Mr Ewing said that in the meantime he was hosting a series of summits with key rural and coastal businesses to hear their views and ideas to help build growth in their sectors.
However shadow rural economy secretary Peter Chapman said Government wasn’t listening to industry leaders’ advice on Brexit.
“It isn’t listening to farmers, fishermen and everyone else who makes up our rural communities on the lack of services. It isn’t listening to hard working doctors in remote towns who are being let down by the government’s refusal to get more staff in place,” he said.
“They have taken rural communities for granted for nine years and they simply aren’t interested if you don’t live in the central belt.”
Mr Chapman claimed individual farmers, skippers and industry leaders could all see the potential from Brexit.

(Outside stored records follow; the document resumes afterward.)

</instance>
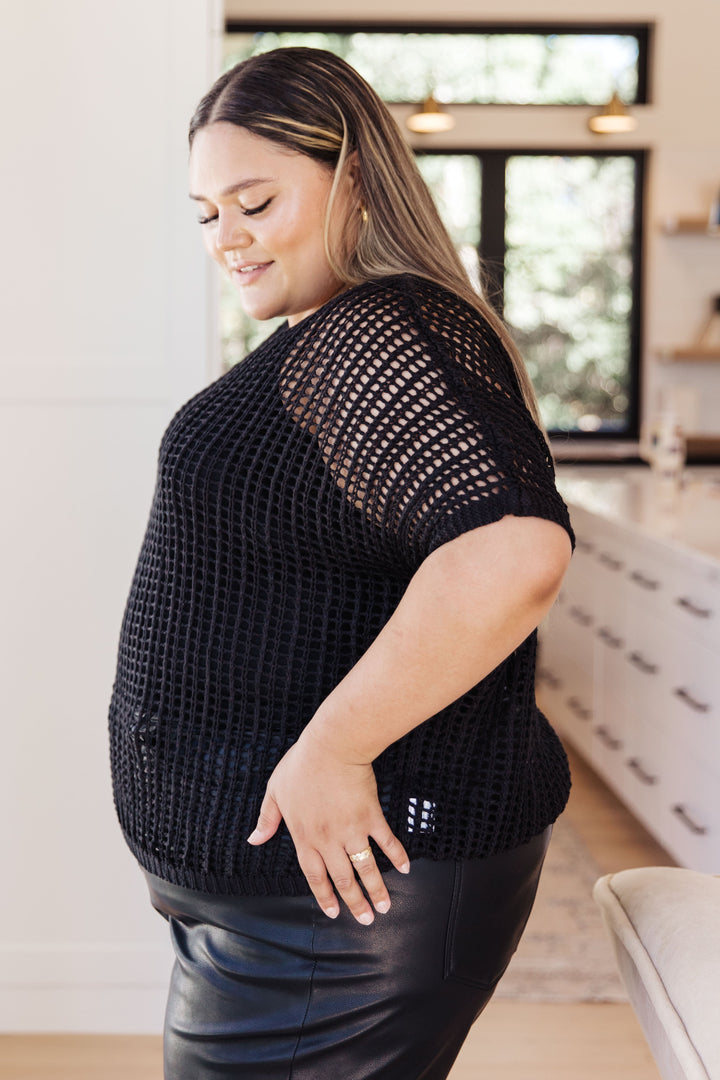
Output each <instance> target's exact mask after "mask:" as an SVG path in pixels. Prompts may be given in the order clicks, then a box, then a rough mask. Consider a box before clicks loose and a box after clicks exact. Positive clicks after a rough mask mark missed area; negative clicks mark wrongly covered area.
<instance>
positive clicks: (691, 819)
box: [673, 804, 707, 836]
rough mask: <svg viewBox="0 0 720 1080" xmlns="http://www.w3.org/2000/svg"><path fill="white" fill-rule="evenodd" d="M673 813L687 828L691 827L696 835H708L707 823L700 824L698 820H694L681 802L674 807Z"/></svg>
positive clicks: (695, 834) (690, 831)
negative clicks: (705, 823) (706, 823)
mask: <svg viewBox="0 0 720 1080" xmlns="http://www.w3.org/2000/svg"><path fill="white" fill-rule="evenodd" d="M673 813H674V814H675V816H676V818H678V819H679V820H680V821H681V822H682V824H683V825H684V826H685V827H687V828H689V829H690V832H691V833H694V834H695V836H707V828H706V827H705V825H698V824H697V822H696V821H693V820H692V818H691V816H690V814H689V813H688V811H687V810H685V808H684V807H683V806H681V805H680V804H678V806H675V807H673Z"/></svg>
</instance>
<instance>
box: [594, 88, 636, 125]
mask: <svg viewBox="0 0 720 1080" xmlns="http://www.w3.org/2000/svg"><path fill="white" fill-rule="evenodd" d="M637 125H638V122H637V120H636V119H635V117H634V116H633V114H631V113H630V112H629V111H628V109H627V106H626V105H624V104H623V102H622V100H621V98H620V94H619V93H617V91H614V93H613V95H612V97H611V98H610V100H609V102H608V104H607V105H606V107H604V109H602V111H601V112H597V113H596V114H595V116H594V117H590V119H589V120H588V121H587V126H588V127H589V130H590V131H592V132H595V133H596V135H615V134H619V133H622V132H631V131H635V129H636V127H637Z"/></svg>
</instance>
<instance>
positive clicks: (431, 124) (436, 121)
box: [405, 93, 456, 135]
mask: <svg viewBox="0 0 720 1080" xmlns="http://www.w3.org/2000/svg"><path fill="white" fill-rule="evenodd" d="M405 123H406V124H407V125H408V127H409V129H410V131H411V132H418V133H420V134H422V135H431V134H433V133H434V132H449V131H450V129H451V127H454V123H456V121H454V117H452V116H450V113H449V112H447V111H446V110H445V109H444V108H443V106H441V105H438V103H437V102H436V100H435V95H434V94H432V93H430V94H429V95H427V97H426V98H425V100H424V102H423V103H422V108H421V109H419V110H418V112H413V113H411V116H409V117H408V118H407V120H406V121H405Z"/></svg>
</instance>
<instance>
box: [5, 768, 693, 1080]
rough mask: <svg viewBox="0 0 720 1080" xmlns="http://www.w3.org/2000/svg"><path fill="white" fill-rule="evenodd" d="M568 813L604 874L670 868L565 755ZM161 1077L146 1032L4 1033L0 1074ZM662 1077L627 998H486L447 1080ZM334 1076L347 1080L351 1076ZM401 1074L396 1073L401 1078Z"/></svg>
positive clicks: (142, 1077)
mask: <svg viewBox="0 0 720 1080" xmlns="http://www.w3.org/2000/svg"><path fill="white" fill-rule="evenodd" d="M570 759H571V766H572V771H573V782H574V783H573V793H572V796H571V799H570V804H569V806H568V809H567V811H566V813H567V814H568V816H569V818H570V820H571V822H572V824H573V825H574V826H575V828H576V829H578V832H579V833H580V834H581V836H582V837H583V839H584V840H585V842H586V843H587V846H588V848H589V850H590V852H592V854H593V856H594V858H595V860H596V862H597V864H598V866H599V867H600V870H601V872H602V873H611V872H613V870H620V869H626V868H628V867H630V866H671V865H674V862H673V860H671V859H670V856H669V855H668V854H667V852H665V851H664V850H663V848H661V847H660V846H658V845H657V843H656V842H655V841H654V840H653V839H652V838H651V837H650V836H649V835H648V833H647V832H646V829H644V828H643V827H642V826H641V825H640V824H639V823H638V822H636V821H635V819H634V818H631V816H630V814H629V813H628V812H627V811H626V810H625V809H624V807H623V806H622V805H621V804H620V802H619V801H617V799H616V798H615V797H614V796H613V795H612V793H611V792H610V791H609V789H608V788H607V787H606V786H604V784H602V782H601V781H600V780H598V778H597V777H596V775H595V774H594V773H593V772H592V770H590V769H589V768H588V767H587V766H586V765H585V764H584V762H583V761H582V759H580V758H578V757H576V756H575V755H574V754H570ZM131 1077H132V1080H161V1078H162V1049H161V1040H160V1039H159V1038H155V1037H152V1036H97V1035H91V1036H80V1035H46V1036H43V1035H5V1036H0V1080H128V1078H131ZM499 1078H502V1080H609V1078H612V1080H658V1078H660V1074H658V1071H657V1069H656V1067H655V1065H654V1063H653V1061H652V1056H651V1054H650V1051H649V1050H648V1048H647V1045H646V1041H644V1037H643V1035H642V1031H641V1029H640V1027H639V1025H638V1023H637V1021H636V1018H635V1014H634V1013H633V1010H631V1008H630V1005H629V1004H584V1003H583V1004H580V1003H579V1004H554V1003H553V1004H549V1003H543V1004H528V1003H520V1002H513V1001H491V1002H490V1004H489V1005H488V1008H487V1009H486V1011H485V1013H484V1014H483V1016H480V1018H479V1021H478V1022H477V1024H476V1025H475V1027H474V1028H473V1030H472V1031H471V1035H470V1037H468V1039H467V1041H466V1043H465V1045H464V1047H463V1050H462V1052H461V1054H460V1057H459V1058H458V1061H457V1063H456V1066H454V1068H453V1069H452V1072H451V1078H450V1080H499ZM338 1080H352V1078H351V1077H348V1078H338ZM398 1080H402V1078H398Z"/></svg>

“They know that a better government would seek to work positively and constructively, including with the UK Government, so we can all move on,” he said.
“A better government would be big enough to listen. A better government would be focused on creating a strong Scotland in 2030, not organising another unwanted referendum in the next few years.”
During the debate LibDem MSP Mike Rumbles called on the minister to look again at forming a team of experts to design a Scottish system of support for rural industries.
“Over 38% of our farmers either made a loss or had incomes of less than £10,000 [in 2015] – even with the subsidy. It is perfectly clear how reliant some of our farms are on EU subsidies, and how many of them are at risk without them,” he said.
“Once we leave the EU, these farm subsidies become entirely the responsibility of Scottish Ministers – agriculture is entirely devolved – that is why I why I find it astonishing that the Scottish minister has not already sparked on this.”
Following the debate he added: “Let me be clear, our rural economy will be put to the test over the coming years. But, for the first time ever, we now have an opportunity to design our government support directly around the strengths of our rural industries – and all the Minister can do is harp on about Westminster.
“This Government is sleepwalking through some of the most challenging times for our rural communities in a generation.”